El 14 de noviembre de 1907 nació en Vimmerby, una pequeña localidad sueca rodeada de bosques y colinas, una mujer que transformaría para siempre la literatura infantil: Astrid Lindgren. Escritora, guionista y defensora de los derechos de los niños, su imaginación dio vida a personajes inolvidables como Pippi Calzaslargas, Karlsson del tejado o Ronja, la hija del bandolero. Sus libros, traducidos a más de cien idiomas, no solo divirtieron a generaciones enteras, sino que también sembraron en ellas una idea poderosa: que la infancia es, ante todo, un espacio de libertad.


Infancia y raíces: el poder de lo cotidiano

Astrid Lindgren creció en una granja en Småland, en el sur de Suecia, junto a tres hermanos y unos padres que, según recordaría después, le regalaron “una infancia llena de amor y libertad”. Aquellos años en el campo, entre los animales, los juegos y las historias que se contaban al calor del hogar, se convirtieron en la materia prima de su imaginación literaria.

En su escritura, lo cotidiano se vuelve mágico, y lo mágico, natural. No hay distinción tajante entre la realidad y la fantasía: todo forma parte del mismo mundo, uno donde los niños son protagonistas absolutos, donde las reglas se reinventan y el humor es una forma de sabiduría.

Pippi Calzaslargas: una revolución en trenzas

La fama llegó en 1945 con Pippi Långstrump (Pippi Calzaslargas), la historia de una niña pelirroja, independiente, que vive sola con su caballo y su mono.

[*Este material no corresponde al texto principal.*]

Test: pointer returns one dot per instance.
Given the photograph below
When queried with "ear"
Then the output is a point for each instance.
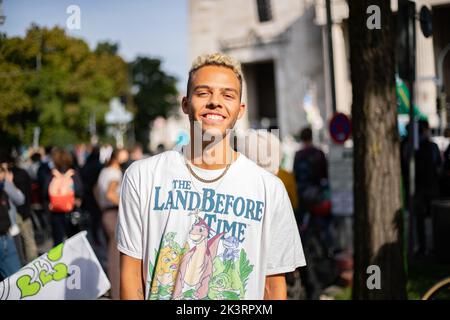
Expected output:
(241, 110)
(185, 105)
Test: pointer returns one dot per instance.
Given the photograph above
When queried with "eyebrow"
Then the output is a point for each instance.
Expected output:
(204, 86)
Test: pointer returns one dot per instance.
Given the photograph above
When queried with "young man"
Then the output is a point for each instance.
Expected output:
(206, 223)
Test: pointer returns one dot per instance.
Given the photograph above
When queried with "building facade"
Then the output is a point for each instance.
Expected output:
(282, 45)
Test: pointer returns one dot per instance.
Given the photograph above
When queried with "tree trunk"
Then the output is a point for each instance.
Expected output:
(377, 198)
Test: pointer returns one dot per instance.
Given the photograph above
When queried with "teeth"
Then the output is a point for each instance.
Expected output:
(214, 117)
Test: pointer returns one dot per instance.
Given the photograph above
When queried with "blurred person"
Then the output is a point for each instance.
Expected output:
(89, 174)
(123, 156)
(108, 187)
(9, 258)
(36, 161)
(311, 175)
(257, 144)
(427, 170)
(23, 182)
(136, 153)
(170, 245)
(62, 200)
(15, 198)
(314, 214)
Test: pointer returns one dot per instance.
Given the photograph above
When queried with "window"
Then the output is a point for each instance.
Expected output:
(264, 10)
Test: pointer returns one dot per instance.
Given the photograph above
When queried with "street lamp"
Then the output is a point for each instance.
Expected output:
(2, 16)
(440, 83)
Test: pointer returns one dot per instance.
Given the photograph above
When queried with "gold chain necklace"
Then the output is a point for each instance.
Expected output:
(205, 180)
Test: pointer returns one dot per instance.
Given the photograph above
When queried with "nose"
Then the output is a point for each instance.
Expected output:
(214, 102)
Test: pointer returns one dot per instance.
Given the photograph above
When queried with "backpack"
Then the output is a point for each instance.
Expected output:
(61, 191)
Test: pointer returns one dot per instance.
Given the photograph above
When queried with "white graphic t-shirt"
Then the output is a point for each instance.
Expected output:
(206, 240)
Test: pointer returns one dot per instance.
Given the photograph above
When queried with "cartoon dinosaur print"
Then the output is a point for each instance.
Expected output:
(231, 251)
(166, 270)
(196, 266)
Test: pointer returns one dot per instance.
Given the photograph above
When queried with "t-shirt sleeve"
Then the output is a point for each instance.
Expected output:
(129, 224)
(285, 251)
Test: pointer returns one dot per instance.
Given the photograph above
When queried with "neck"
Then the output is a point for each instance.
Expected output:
(211, 155)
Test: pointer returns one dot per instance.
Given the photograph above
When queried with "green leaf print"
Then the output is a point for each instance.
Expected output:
(244, 268)
(230, 295)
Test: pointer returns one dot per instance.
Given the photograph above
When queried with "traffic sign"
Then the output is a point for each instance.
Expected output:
(340, 128)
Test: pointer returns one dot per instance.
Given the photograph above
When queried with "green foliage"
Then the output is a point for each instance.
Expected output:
(53, 81)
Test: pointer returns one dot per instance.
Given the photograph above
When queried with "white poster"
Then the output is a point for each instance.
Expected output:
(69, 271)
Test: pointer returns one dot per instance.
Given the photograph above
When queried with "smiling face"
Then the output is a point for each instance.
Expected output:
(214, 98)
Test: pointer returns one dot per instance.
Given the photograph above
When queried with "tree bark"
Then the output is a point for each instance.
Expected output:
(378, 211)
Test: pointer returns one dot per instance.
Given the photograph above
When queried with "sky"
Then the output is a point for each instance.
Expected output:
(156, 28)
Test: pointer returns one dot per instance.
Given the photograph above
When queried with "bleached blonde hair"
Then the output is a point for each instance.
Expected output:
(215, 59)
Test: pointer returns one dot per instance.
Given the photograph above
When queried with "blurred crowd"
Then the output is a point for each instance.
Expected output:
(49, 194)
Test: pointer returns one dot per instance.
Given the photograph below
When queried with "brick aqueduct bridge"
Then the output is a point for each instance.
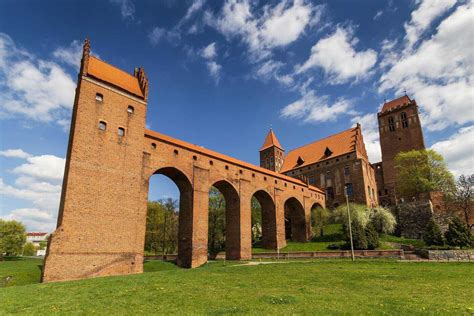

Pippi desafía todas las convenciones: no obedece a los adultos, no teme a la autoridad y no necesita la aprobación de nadie para ser feliz.

Cuando apareció, el libro escandalizó a algunos pedagogos y padres por considerarlo un mal ejemplo. Pero los niños la adoraron. Pippi representaba una infancia libre de moralismos, una voz alegre que se reía de la rigidez del mundo adulto. Era, en el fondo, una revolución literaria con trenzas y calcetines desparejados.

Más allá de Pippi: ternura, justicia y coraje

Aunque Pippi fue su personaje más célebre, la obra de Astrid Lindgren es mucho más amplia. En Mio, mi Mio (1954), un niño huérfano viaja a un mundo fantástico para encontrar a su verdadero padre. En Los hermanos Corazón de León (1973), dos hermanos enfrentan la muerte con valentía y amor. Y en Ronja, la hija del bandolero (1981), la autora crea una heroína que desafía la violencia y apuesta por la amistad y la convivencia.

En todas sus historias late una ética profunda: la empatía, la honestidad, la resistencia ante la injusticia. Lindgren no escribía para enseñar lecciones morales, sino para mostrar la humanidad que se esconde en la imaginación.

Una voz comprometida

Astrid Lindgren no solo escribió libros; también luchó activamente por causas sociales. Denunció la violencia contra los niños, promovió los derechos de los animales y cuestionó las políticas fiscales de su país con una sátira titulada Pomperipossa en el país de los impuestos (1976), que tuvo un enorme impacto político en Suecia.

Su figura trascendió el ámbito literario para convertirse en una conciencia moral de su tiempo. En 1958 recibió el Premio Hans Christian Andersen, el mayor galardón internacional de la literatura infantil, y en su honor se creó el Premio Astrid Lindgren Memorial (ALMA), uno de los más prestigiosos del mundo.

El legado de una mirada libre

Astrid Lindgren murió en 2002, a los 94 años, dejando más de cien libros y millones de lectores. Pero su legado no se limita a las páginas que escribió: vive en la idea de que la infancia es un espacio que merece respeto, imaginación y libertad.

“Dejemos que los niños crezcan siendo felices, no obedientes”, escribió alguna vez.

En un mundo cada vez más reglamentado y ansioso, las palabras de Lindgren suenan más vigentes que nunca. Leerla es volver a una infancia sin miedo, donde la curiosidad es una forma de inteligencia y la risa, una forma de valentía.

📚 Para seguir leyendo

Si quieres adentrarte en su mundo, estas son tres obras imprescindibles:

  • Pippi Calzaslargas (1945) – Humor, independencia y pura fantasía.
  • Los hermanos Corazón de León (1973) – Una historia sobre el amor fraternal y la muerte.
  • Ronja, la hija del bandolero (1981) – Naturaleza, libertad y coraje femenino.